実は彼女を撮影した日も天候が悪く、曇天でした。この時は前回の連載でお伝えしたような映像作品の収録がメインでしたので、アシスタントの佐藤を指導しながら、合間あいまで彼女の静止画カットを収めていました。
どうしても光量に乏しい状況でしたから、カラーモードをシネマにして撮影を進めていきました。実は雨が降っていたりするシーンだと、このカラーモードが活躍してくれるんです。

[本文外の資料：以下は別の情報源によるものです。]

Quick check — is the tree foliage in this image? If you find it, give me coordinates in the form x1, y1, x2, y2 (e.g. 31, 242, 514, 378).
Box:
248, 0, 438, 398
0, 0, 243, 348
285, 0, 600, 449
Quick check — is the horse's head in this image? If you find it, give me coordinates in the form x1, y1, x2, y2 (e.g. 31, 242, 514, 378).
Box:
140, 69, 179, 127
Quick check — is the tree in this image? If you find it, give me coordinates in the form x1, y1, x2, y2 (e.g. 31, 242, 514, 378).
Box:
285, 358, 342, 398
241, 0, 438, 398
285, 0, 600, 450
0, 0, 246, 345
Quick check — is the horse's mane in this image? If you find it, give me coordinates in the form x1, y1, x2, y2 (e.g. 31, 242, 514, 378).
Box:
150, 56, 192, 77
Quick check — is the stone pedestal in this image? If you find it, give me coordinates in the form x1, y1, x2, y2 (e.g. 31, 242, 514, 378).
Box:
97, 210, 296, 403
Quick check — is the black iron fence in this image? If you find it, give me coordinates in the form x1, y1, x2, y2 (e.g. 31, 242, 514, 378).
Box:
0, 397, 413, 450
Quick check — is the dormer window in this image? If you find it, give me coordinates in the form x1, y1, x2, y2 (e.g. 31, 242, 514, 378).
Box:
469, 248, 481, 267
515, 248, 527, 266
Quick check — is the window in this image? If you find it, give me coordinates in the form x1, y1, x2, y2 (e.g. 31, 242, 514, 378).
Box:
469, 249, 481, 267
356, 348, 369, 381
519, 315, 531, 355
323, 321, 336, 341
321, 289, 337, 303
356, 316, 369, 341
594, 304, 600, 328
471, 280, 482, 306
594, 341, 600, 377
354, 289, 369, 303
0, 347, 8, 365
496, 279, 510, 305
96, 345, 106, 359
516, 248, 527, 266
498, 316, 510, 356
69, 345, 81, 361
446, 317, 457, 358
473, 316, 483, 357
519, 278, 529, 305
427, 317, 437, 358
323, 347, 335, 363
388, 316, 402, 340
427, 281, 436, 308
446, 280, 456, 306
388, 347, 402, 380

冒頭に掲載したカットを撮影した時の様子をご紹介しましょう。この時は小さな照明を当てるとどうなるのか、を試していました。“うまくいくかどうか”は別にして、今後の撮影に向けた助走段階と言えばいいでしょうか。「次の撮影でどのように撮ることができるか」を考えながらシャッターを切っていると、その時は使えないカットだったとしても必ず次の機会につながっていく糧になります。
既成概念を打ち破っていきたい
SIGMA fp Lは、今見せられる写真が、人物よりも撮影の合間で捉えたスナップの方が多い状況です。裏を返せば、それくらい肌身離さずに使っているっていうことでもありますね。実は、それくらいに、常に思い立った時に試すことを繰り返しています。常にそばにある、ということはもちろんなのですが、もっと大切なのが「撮ってみよう」と思わせてくれるカメラであるということにあります。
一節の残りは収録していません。